Bio

Artist and daughter Lotte in 1994 in New York

Good Fish, Bad Fish - Recent show at Super Dakota

About the Author

William Marshall Allen (born in 1957 in Philadelphia, Pennsylvania) is an American poet and visual artist. His poetry is rooted in Imagism, history, politics, and art. His word art painting and prints are published by Clay Street Graphics Press. He has also been represented by Cade Tompkins Fine Art in Providence and Super Dakota in Brussels. His poetry and art work is influenced by Concrete Poetry, Fluxus Art, and the ecphrastic tradition in literature and art.

Painter, printmaker and poet, Bill has been working in the world of words and images for three decades.
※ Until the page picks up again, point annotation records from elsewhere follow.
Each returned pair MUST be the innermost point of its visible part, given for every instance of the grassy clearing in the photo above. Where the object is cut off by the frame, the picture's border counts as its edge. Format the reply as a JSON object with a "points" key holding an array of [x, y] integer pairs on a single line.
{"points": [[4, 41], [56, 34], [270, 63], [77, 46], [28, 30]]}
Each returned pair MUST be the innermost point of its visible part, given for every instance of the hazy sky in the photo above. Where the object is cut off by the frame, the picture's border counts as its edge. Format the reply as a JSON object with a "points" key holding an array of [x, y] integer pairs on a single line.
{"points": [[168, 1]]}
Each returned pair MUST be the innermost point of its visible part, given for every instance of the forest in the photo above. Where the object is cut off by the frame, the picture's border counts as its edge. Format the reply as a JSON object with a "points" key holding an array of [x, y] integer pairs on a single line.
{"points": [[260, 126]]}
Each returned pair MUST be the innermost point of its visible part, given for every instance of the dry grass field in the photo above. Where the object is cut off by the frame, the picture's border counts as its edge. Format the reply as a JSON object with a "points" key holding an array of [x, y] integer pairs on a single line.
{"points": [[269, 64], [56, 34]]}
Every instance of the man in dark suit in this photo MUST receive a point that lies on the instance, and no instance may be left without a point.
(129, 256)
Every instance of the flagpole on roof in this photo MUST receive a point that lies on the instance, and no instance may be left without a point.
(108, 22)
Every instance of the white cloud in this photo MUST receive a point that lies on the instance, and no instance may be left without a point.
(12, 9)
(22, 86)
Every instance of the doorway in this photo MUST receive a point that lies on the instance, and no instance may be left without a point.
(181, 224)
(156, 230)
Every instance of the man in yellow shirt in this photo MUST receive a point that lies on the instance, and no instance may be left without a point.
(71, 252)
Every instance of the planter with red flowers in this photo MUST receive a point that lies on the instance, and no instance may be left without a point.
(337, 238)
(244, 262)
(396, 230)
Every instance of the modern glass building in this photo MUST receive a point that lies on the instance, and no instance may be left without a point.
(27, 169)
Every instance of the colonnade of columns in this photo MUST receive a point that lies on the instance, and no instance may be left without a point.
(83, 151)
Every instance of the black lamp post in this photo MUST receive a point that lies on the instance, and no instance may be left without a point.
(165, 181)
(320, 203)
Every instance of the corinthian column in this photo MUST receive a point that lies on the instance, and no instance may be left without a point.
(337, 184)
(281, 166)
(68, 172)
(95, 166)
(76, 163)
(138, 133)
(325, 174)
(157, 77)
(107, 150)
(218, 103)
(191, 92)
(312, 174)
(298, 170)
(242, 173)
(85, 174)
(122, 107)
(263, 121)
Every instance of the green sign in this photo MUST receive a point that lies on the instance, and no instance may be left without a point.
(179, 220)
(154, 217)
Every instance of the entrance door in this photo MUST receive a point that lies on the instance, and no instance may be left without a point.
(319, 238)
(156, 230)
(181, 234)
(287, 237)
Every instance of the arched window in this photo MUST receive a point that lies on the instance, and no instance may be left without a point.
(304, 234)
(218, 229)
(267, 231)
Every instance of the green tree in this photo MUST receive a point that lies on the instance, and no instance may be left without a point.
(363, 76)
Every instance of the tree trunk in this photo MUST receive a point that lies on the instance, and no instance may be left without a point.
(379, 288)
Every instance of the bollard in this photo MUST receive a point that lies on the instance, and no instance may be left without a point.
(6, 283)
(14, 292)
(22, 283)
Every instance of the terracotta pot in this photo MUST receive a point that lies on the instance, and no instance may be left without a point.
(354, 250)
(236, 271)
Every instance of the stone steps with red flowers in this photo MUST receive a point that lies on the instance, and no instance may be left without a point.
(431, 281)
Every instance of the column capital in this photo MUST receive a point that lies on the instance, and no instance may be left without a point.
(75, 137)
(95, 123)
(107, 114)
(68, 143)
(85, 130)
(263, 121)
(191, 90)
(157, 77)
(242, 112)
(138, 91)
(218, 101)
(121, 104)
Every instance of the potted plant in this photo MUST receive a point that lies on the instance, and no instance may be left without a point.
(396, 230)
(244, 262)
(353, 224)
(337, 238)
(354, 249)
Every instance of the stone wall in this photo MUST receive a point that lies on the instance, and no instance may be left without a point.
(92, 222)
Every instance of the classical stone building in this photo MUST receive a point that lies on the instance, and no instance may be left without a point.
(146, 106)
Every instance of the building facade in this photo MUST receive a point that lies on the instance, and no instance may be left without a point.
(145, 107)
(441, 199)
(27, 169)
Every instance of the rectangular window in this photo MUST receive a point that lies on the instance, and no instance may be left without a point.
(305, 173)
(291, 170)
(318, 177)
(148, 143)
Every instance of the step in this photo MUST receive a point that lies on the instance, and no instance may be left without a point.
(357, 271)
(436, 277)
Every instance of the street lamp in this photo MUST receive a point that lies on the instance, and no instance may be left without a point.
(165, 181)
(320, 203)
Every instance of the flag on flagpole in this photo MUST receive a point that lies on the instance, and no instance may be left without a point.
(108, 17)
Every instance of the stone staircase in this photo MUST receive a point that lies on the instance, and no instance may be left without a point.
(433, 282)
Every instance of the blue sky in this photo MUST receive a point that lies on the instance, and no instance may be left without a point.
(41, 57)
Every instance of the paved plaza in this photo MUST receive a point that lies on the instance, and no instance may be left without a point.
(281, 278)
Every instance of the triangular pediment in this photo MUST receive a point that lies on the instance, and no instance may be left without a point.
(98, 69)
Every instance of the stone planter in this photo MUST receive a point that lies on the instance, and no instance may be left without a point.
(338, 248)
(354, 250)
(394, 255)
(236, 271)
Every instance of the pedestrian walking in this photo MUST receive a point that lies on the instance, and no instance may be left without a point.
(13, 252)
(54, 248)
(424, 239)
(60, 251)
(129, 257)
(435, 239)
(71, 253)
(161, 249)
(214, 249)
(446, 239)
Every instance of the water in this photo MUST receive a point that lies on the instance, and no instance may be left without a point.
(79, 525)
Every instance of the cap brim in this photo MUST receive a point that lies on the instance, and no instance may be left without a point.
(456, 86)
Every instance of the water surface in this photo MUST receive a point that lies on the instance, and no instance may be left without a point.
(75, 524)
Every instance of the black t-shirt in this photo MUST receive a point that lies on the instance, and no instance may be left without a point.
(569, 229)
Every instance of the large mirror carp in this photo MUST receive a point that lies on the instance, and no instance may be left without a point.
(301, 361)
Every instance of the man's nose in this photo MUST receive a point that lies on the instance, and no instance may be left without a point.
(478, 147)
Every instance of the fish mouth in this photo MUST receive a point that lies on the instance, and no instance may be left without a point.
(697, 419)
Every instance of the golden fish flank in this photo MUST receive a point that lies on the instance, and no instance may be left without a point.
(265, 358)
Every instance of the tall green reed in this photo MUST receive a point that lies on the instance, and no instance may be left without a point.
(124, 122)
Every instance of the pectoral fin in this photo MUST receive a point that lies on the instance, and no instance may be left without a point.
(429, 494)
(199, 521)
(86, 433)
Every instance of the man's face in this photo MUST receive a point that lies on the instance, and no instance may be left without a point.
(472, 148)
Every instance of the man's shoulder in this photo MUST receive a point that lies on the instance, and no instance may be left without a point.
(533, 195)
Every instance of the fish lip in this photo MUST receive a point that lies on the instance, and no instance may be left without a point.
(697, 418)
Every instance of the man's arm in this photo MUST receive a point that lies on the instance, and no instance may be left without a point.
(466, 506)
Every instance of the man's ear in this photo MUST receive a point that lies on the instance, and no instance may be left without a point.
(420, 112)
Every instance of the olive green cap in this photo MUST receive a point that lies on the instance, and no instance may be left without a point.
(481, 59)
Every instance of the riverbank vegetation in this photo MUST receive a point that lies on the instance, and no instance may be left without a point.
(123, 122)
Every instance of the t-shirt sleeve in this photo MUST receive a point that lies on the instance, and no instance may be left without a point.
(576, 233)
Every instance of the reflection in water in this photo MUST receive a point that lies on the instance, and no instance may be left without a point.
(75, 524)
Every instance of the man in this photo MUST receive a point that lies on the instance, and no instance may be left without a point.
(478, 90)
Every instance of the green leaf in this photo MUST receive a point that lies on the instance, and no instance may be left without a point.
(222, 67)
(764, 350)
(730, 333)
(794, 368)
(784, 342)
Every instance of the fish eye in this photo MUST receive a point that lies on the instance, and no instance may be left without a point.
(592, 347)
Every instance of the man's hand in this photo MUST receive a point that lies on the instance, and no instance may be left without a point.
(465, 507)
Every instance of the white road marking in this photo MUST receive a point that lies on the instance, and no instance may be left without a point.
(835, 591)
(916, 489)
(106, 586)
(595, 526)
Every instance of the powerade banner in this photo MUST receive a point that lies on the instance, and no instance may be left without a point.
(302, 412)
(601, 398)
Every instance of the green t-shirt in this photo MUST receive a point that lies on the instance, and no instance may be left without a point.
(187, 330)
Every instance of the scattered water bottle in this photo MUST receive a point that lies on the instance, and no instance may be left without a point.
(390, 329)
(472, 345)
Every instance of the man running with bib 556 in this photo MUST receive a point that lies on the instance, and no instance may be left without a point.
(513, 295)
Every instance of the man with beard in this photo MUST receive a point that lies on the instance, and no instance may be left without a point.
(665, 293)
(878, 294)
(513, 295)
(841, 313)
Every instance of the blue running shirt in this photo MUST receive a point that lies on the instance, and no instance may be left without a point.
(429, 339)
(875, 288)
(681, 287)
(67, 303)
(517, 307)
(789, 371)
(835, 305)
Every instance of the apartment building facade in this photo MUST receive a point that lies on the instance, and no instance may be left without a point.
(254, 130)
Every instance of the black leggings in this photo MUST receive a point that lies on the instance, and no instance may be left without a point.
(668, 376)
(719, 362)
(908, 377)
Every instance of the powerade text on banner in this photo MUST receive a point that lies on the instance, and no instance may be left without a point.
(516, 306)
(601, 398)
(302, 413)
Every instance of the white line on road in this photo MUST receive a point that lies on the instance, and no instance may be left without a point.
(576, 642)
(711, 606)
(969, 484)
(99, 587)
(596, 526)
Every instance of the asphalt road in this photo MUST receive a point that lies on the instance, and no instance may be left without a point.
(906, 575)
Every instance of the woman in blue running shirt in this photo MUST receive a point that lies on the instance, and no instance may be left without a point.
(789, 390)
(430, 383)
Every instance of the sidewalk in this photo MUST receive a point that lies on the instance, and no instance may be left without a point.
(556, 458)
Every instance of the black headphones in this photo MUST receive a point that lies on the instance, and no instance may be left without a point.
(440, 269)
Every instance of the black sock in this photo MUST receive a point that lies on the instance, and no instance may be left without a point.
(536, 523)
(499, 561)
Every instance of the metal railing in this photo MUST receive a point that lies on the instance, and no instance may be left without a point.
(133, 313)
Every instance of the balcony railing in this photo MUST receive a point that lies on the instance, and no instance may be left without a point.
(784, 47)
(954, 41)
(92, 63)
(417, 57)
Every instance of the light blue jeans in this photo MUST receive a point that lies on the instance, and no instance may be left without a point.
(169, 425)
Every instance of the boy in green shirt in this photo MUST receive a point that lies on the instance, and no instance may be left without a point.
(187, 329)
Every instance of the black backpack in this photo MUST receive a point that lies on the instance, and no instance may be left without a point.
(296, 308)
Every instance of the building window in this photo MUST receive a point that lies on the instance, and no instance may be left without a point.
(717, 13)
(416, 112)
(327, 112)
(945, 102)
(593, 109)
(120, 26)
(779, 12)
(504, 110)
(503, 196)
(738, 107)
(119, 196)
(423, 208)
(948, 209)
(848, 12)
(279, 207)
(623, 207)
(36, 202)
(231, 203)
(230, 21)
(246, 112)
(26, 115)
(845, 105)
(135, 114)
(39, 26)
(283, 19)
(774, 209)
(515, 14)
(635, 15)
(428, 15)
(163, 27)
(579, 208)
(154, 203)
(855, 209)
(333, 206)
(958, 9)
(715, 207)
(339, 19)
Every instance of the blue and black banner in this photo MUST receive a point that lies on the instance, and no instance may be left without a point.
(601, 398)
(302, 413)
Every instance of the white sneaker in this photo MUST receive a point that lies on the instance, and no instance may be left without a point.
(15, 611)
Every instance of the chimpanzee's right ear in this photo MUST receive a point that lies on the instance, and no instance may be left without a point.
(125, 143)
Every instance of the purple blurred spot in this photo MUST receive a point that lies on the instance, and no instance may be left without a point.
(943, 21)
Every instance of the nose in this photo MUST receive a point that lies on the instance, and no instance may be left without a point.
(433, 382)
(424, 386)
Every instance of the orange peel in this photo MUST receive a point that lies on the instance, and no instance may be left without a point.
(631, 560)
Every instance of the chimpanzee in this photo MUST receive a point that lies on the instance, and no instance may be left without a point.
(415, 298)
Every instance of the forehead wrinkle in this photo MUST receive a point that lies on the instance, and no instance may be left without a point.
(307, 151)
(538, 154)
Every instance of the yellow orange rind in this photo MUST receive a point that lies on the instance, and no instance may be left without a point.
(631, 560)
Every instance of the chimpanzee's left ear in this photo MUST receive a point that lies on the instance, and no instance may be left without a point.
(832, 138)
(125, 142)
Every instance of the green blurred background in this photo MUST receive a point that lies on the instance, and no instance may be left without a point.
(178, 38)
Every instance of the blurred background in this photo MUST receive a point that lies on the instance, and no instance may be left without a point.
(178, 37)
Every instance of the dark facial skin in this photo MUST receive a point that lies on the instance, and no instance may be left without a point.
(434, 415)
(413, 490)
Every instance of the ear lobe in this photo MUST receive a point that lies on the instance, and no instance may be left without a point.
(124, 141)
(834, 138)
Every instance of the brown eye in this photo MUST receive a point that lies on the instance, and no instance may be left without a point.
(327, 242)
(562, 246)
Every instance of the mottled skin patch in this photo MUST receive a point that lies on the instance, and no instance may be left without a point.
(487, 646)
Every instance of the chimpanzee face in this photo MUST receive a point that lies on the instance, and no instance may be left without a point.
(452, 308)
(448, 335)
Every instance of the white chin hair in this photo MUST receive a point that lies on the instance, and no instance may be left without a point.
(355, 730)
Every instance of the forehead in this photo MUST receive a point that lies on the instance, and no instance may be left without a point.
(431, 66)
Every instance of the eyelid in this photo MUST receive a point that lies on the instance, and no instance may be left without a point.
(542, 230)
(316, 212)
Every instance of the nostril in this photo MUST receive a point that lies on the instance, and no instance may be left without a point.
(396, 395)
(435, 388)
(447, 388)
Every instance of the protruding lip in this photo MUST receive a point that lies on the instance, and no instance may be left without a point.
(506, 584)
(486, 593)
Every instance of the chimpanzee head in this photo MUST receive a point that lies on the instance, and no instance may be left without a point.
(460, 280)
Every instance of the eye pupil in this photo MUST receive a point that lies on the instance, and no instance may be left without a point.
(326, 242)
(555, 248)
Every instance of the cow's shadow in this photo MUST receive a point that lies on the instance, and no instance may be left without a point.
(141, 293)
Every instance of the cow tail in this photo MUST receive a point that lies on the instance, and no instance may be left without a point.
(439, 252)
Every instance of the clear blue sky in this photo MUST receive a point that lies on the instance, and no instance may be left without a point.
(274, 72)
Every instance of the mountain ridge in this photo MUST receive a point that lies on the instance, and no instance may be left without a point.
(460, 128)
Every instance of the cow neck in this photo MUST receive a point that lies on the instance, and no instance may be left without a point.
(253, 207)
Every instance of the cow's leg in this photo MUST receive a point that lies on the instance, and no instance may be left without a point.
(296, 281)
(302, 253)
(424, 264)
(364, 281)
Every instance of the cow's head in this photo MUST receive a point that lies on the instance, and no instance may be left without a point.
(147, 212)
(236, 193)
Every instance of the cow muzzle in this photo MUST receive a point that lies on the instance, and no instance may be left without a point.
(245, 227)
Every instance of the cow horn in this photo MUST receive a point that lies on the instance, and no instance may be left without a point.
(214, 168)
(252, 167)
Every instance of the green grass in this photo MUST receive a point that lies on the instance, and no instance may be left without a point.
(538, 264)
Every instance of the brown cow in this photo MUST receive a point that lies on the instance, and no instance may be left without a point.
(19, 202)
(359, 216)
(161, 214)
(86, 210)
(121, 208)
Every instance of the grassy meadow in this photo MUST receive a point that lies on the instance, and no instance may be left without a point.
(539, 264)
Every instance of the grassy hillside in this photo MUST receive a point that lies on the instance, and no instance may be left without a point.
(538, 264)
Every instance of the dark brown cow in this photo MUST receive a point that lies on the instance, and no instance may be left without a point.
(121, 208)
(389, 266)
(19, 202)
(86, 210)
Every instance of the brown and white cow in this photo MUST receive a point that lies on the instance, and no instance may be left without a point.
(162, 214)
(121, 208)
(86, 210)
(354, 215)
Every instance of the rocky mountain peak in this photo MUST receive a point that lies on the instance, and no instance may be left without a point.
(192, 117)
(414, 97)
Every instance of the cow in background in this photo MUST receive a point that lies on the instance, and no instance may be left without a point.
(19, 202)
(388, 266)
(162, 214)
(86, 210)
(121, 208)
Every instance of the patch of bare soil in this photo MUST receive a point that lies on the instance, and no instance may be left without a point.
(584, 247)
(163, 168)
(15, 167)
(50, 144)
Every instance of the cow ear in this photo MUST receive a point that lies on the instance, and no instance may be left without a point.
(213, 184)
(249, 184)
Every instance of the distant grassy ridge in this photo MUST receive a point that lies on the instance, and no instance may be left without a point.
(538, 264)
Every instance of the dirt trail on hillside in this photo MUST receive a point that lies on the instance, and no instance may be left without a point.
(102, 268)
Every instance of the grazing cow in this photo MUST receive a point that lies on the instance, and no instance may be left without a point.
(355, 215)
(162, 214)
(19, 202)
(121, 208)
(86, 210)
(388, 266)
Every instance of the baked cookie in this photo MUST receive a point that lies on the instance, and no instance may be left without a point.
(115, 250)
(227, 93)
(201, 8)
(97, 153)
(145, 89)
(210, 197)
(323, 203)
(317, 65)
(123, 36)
A child of Fluxus art, Concrete and political poetry, historical curiosities, he works in an ecphrastic, ecstatic tradition. That is to say, where words and images go hand in hand, where a state of awe is in the air. Like a nine-year old with a field guide and a magnifying glass, Bill curates language, taking apart taxonomies, recombining categorical knowledge in visual haiku, straining for nuggets of wisdom, precision, philosophy, or humor.

Bill's work explores the formal quality of words, its acoustics and ambiguities. It seeks out the luxuriousness and languor of words joyfully lolling off the tongue. It’s an anti-narrative tradition looking for a story, a place, a body that is larger than its fragmented literary or linguistic arms and legs.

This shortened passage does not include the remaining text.